The optional logits provide direct masked-language-model scores. For each position, the logits are the model's unnormalized scores for every vocabulary token. Comparing the score of the wild-type residue against an alternative gives a zero-shot estimate of how tolerated a mutation is, the basis for variant effect prediction without any labeled training data.
Embeddings are features, not answers. Their value comes from how they cluster and compare.
A practical workflow: precompute mean-pooled embeddings for a protein library, then train a small classifier or regressor on top instead of fine-tuning the language model.
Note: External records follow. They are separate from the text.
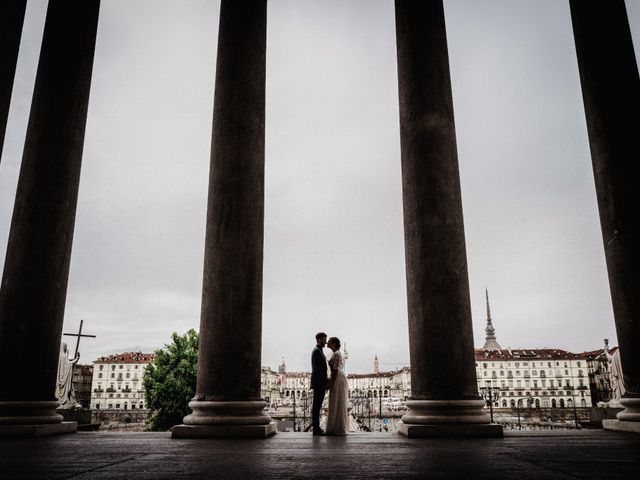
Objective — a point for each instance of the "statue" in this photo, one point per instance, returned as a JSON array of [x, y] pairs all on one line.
[[617, 379], [64, 385]]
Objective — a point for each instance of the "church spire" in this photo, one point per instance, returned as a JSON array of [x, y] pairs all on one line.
[[491, 343]]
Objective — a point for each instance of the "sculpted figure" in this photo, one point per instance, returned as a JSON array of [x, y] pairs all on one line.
[[617, 380], [64, 387]]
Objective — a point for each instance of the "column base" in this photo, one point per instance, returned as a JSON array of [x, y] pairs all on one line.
[[215, 419], [491, 430], [448, 418], [38, 430], [631, 412], [621, 426], [224, 431], [29, 413]]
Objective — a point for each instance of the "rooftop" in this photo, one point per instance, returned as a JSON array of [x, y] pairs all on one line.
[[527, 354], [584, 454], [127, 357]]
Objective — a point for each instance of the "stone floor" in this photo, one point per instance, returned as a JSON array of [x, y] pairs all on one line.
[[591, 454]]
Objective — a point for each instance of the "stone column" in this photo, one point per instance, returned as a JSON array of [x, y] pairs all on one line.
[[227, 401], [611, 94], [34, 283], [445, 398], [11, 20]]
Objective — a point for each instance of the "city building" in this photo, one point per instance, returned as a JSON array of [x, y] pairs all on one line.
[[269, 385], [117, 381], [531, 378], [534, 377], [82, 380], [376, 384]]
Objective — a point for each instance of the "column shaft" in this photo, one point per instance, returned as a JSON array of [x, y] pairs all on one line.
[[11, 21], [229, 358], [440, 330], [611, 94], [34, 283]]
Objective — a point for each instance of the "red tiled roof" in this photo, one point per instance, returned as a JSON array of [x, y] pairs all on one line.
[[526, 354], [127, 357], [369, 375]]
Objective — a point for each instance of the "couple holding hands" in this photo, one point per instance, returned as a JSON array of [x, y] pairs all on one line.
[[337, 418]]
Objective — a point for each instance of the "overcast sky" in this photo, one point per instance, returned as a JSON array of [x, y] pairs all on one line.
[[334, 253]]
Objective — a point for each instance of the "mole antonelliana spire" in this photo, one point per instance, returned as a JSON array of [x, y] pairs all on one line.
[[491, 343]]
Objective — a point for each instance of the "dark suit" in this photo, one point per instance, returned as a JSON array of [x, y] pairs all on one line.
[[318, 384]]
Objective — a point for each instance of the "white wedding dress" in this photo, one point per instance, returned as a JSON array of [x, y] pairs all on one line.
[[337, 418]]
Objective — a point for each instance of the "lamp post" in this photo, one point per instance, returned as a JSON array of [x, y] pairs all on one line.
[[490, 395], [294, 410], [304, 410], [380, 409]]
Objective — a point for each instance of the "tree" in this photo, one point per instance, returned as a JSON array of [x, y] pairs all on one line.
[[170, 381]]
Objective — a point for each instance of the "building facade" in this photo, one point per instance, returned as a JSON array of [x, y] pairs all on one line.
[[118, 381], [528, 378], [82, 384], [269, 385]]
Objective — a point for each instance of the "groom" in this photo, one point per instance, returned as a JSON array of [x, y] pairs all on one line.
[[318, 381]]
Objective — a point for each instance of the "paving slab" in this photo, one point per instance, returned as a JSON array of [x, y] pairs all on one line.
[[97, 455]]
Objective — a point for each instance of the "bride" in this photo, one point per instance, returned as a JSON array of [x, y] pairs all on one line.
[[337, 419]]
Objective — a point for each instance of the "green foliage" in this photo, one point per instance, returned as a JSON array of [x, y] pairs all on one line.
[[170, 381]]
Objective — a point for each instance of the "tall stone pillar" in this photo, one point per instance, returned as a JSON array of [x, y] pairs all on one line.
[[445, 398], [34, 283], [11, 20], [611, 94], [227, 401]]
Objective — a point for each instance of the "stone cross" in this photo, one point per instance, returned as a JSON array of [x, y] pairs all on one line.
[[79, 334]]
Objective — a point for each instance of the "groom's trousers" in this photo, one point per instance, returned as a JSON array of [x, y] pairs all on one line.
[[318, 398]]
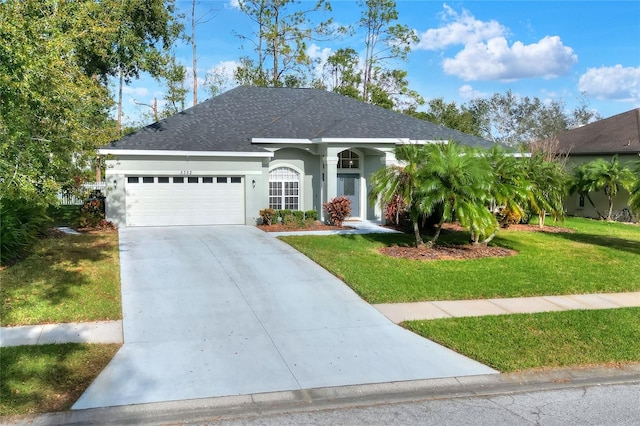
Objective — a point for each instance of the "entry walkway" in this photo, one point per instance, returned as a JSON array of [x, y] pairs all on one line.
[[399, 312]]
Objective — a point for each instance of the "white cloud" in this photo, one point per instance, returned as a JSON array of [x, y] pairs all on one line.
[[468, 93], [487, 55], [224, 68], [612, 83], [496, 60], [463, 29], [135, 91]]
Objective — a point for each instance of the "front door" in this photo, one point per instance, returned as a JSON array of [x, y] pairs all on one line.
[[349, 186]]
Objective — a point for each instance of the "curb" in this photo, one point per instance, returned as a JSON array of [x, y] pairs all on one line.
[[256, 405]]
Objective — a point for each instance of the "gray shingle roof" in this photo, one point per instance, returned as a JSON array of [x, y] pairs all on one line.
[[229, 121], [619, 134]]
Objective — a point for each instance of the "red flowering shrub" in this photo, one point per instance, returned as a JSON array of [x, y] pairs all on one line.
[[338, 209]]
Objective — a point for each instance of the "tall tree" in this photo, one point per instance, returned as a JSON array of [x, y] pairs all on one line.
[[52, 114], [459, 179], [283, 28], [173, 77], [548, 181], [402, 184], [513, 120], [385, 41], [448, 115], [195, 21], [132, 36], [343, 73], [609, 176], [581, 183], [634, 198]]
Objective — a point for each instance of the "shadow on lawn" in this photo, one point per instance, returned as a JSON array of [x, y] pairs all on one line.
[[622, 244], [53, 270], [54, 388], [407, 239]]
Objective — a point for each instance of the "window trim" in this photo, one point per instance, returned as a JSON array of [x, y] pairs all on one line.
[[300, 175]]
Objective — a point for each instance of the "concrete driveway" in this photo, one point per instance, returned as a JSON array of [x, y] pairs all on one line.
[[229, 310]]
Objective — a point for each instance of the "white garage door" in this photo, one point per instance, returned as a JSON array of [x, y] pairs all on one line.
[[184, 200]]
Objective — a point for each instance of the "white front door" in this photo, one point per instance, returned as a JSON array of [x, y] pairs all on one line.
[[349, 186]]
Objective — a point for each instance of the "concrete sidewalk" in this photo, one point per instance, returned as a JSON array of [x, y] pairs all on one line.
[[398, 312], [88, 332], [111, 331]]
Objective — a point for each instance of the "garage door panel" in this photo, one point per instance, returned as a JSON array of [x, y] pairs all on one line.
[[160, 204]]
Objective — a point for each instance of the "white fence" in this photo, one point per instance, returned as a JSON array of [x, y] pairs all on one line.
[[79, 197]]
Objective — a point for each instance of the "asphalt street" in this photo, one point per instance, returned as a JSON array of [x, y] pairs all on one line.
[[593, 405]]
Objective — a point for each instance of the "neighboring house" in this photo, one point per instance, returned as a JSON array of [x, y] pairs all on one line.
[[618, 135], [224, 160]]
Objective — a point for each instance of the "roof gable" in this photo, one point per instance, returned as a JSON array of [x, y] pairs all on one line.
[[619, 134], [230, 121]]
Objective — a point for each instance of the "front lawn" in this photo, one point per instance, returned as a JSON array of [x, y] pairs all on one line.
[[551, 339], [68, 278], [598, 257], [46, 378]]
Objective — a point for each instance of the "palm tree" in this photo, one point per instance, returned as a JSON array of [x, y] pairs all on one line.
[[403, 183], [548, 186], [582, 184], [610, 176], [458, 179], [634, 199], [510, 188]]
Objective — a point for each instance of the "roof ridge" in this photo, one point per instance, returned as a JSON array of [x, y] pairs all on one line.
[[307, 99]]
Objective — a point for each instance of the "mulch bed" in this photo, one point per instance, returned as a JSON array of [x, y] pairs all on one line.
[[452, 252], [317, 226], [455, 252]]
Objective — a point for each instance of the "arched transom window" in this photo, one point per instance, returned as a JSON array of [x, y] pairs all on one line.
[[348, 160], [284, 189]]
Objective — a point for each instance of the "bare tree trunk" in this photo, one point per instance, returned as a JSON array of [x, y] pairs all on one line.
[[541, 218], [416, 232], [610, 208], [437, 234], [121, 82], [193, 48], [275, 46]]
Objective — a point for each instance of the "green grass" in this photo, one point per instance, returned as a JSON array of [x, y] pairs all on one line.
[[530, 341], [70, 278], [598, 257], [39, 379]]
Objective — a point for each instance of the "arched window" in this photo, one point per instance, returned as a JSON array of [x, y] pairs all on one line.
[[348, 160], [284, 189]]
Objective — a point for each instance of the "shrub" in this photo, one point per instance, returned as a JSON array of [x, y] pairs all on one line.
[[282, 213], [311, 214], [338, 209], [508, 217], [267, 216], [65, 215], [91, 213], [21, 223], [395, 211], [294, 219]]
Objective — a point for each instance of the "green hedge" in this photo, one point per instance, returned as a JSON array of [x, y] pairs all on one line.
[[21, 223]]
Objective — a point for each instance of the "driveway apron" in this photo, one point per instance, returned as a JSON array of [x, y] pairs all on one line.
[[227, 310]]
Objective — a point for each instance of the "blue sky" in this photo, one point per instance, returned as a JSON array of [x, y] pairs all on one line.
[[548, 49]]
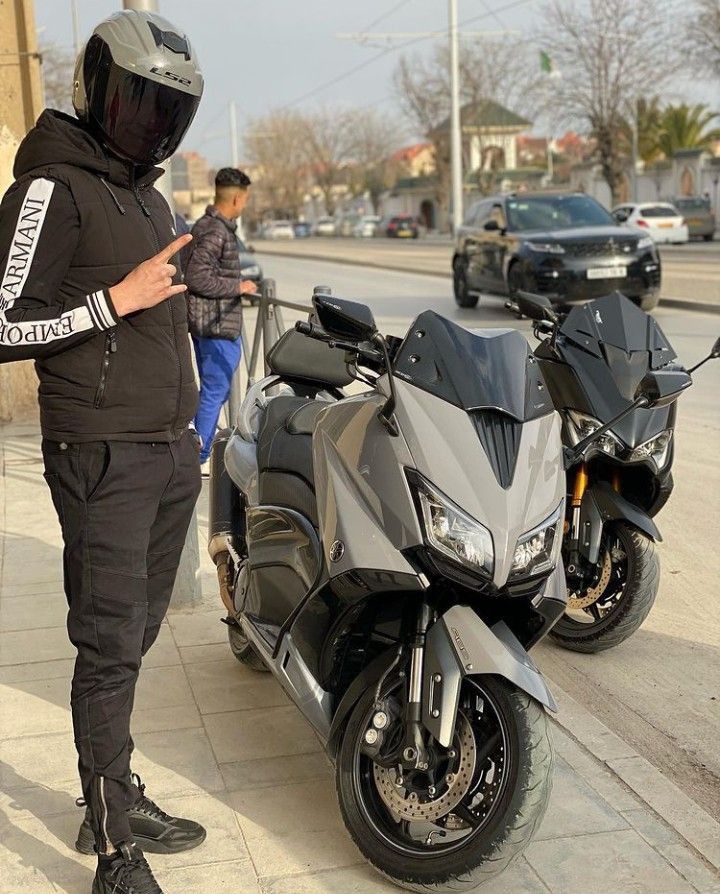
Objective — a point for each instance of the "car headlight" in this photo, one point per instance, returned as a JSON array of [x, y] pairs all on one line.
[[538, 550], [454, 533], [657, 449], [580, 425], [552, 248]]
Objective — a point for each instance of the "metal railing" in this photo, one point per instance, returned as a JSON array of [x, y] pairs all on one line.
[[269, 326]]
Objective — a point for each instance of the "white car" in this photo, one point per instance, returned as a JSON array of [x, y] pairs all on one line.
[[279, 229], [325, 227], [660, 220], [366, 227]]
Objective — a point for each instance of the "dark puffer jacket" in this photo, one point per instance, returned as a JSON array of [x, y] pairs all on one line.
[[212, 275], [74, 223]]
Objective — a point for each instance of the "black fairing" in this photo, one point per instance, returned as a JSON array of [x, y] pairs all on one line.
[[471, 370], [603, 350]]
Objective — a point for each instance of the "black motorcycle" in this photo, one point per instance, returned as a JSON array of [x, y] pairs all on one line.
[[598, 361]]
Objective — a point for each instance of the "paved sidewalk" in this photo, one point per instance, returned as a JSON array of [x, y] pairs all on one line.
[[691, 274], [223, 745]]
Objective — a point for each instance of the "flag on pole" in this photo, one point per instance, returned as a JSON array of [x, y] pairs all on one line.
[[546, 65]]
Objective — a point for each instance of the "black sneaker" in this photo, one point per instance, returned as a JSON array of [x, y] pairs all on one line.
[[125, 872], [153, 830]]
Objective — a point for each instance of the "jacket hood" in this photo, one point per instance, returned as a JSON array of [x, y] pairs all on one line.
[[58, 138]]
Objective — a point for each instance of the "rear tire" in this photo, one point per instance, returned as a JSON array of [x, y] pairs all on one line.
[[510, 826], [243, 649], [638, 596], [463, 298]]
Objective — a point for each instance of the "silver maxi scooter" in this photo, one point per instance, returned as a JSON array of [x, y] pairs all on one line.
[[390, 557]]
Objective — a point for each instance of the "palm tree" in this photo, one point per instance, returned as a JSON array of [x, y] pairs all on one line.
[[686, 127]]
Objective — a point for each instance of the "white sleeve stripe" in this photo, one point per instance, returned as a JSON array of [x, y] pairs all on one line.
[[104, 310], [93, 312], [25, 240], [45, 331]]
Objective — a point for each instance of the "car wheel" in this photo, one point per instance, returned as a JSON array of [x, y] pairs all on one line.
[[648, 302], [463, 297]]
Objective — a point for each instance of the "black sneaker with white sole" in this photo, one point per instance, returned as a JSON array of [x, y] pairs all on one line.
[[125, 872], [154, 831]]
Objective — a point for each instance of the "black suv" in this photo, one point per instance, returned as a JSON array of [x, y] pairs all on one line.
[[563, 245]]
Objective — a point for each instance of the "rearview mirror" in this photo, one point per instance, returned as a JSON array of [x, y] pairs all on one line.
[[535, 307], [344, 319], [662, 387]]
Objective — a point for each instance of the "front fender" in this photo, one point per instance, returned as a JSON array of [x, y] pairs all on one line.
[[459, 645], [602, 504]]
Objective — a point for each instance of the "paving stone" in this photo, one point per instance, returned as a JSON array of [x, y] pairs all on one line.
[[260, 732], [272, 771], [227, 685], [575, 808], [621, 862]]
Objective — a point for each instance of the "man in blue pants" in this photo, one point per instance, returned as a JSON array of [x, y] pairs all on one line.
[[215, 287]]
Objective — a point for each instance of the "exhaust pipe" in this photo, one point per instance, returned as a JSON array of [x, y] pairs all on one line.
[[226, 520]]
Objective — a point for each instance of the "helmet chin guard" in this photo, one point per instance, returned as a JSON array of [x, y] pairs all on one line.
[[138, 82]]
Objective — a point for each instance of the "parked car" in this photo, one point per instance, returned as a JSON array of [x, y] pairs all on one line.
[[279, 229], [302, 229], [249, 266], [402, 226], [698, 216], [660, 219], [366, 227], [325, 226], [564, 245]]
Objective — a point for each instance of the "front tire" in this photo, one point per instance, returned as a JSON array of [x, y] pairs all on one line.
[[517, 794], [463, 297], [625, 602]]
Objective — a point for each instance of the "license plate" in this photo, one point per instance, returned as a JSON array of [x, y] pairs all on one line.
[[618, 272]]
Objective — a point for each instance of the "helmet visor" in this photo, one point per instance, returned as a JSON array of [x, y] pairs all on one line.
[[141, 119]]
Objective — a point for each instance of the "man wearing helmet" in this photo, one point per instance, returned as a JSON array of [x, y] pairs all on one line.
[[88, 289]]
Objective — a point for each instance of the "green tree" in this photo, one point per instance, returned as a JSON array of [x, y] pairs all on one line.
[[686, 127]]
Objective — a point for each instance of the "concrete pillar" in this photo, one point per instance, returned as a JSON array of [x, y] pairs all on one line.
[[20, 105]]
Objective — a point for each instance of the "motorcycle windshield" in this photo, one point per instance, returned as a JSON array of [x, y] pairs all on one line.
[[610, 344], [474, 370]]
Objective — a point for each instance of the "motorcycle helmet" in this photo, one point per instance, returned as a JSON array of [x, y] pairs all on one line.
[[138, 82]]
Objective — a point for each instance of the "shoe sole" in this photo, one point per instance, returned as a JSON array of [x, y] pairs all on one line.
[[86, 845]]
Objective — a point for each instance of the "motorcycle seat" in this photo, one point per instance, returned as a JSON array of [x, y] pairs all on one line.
[[284, 452]]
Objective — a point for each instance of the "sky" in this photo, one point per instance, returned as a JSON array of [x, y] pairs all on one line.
[[265, 54]]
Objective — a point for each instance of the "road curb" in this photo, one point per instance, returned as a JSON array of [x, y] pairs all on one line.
[[678, 303], [694, 825]]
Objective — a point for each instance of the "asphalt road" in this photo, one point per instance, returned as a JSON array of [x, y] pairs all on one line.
[[660, 691], [690, 272]]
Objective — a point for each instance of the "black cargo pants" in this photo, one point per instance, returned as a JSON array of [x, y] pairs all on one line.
[[124, 509]]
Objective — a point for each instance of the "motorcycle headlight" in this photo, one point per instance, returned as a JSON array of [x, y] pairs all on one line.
[[551, 248], [657, 448], [580, 425], [538, 550], [454, 533]]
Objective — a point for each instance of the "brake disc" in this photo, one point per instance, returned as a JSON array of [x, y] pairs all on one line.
[[408, 805], [592, 594]]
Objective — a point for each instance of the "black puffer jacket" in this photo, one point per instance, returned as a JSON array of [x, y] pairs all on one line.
[[212, 276], [74, 223]]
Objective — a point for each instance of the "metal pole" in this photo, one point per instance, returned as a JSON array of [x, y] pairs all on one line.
[[234, 152], [187, 591], [455, 132], [76, 26]]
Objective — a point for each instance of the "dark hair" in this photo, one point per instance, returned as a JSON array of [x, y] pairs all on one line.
[[232, 177]]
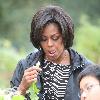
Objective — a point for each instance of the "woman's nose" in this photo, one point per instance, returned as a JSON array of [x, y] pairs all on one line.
[[50, 42]]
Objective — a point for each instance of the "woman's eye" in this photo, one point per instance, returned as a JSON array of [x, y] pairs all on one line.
[[89, 87], [55, 38]]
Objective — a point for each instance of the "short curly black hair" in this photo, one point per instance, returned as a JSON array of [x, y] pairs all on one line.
[[52, 14]]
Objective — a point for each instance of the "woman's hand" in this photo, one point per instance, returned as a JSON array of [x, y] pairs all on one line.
[[30, 75]]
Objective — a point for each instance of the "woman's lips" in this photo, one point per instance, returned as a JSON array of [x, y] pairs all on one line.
[[51, 53]]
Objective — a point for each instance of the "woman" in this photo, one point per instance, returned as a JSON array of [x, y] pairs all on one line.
[[89, 83], [52, 34]]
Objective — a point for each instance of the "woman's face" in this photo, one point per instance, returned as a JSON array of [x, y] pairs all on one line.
[[52, 42], [90, 88]]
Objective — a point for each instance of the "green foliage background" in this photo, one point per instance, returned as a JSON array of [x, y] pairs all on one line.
[[15, 20]]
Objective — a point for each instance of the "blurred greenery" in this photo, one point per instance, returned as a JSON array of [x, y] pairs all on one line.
[[15, 20]]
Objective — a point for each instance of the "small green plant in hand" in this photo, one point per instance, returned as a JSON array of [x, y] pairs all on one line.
[[34, 89]]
This transfer-learning pattern is where ESM-C embeddings earn their cost, since a lightweight head on good embeddings frequently beats a model trained on raw sequence.
Both are sequence-only protein language models, so the choice is about efficiency and representation quality rather than a different kind of output. ESM-C is the newer family and delivers stronger embeddings per parameter, so ESMC-300M is a reasonable default where ESM-2 650M was the old habit. Pick ESMC-6B when representation quality matters more than runtime and the larger GPU is available.
For the older family, use ESM-2. When the goal is a 3D structure rather than embeddings, the same language model backbone powers ESMFold. For inverse folding, where a structure is given and a sequence is predicted, use ESM-IF1.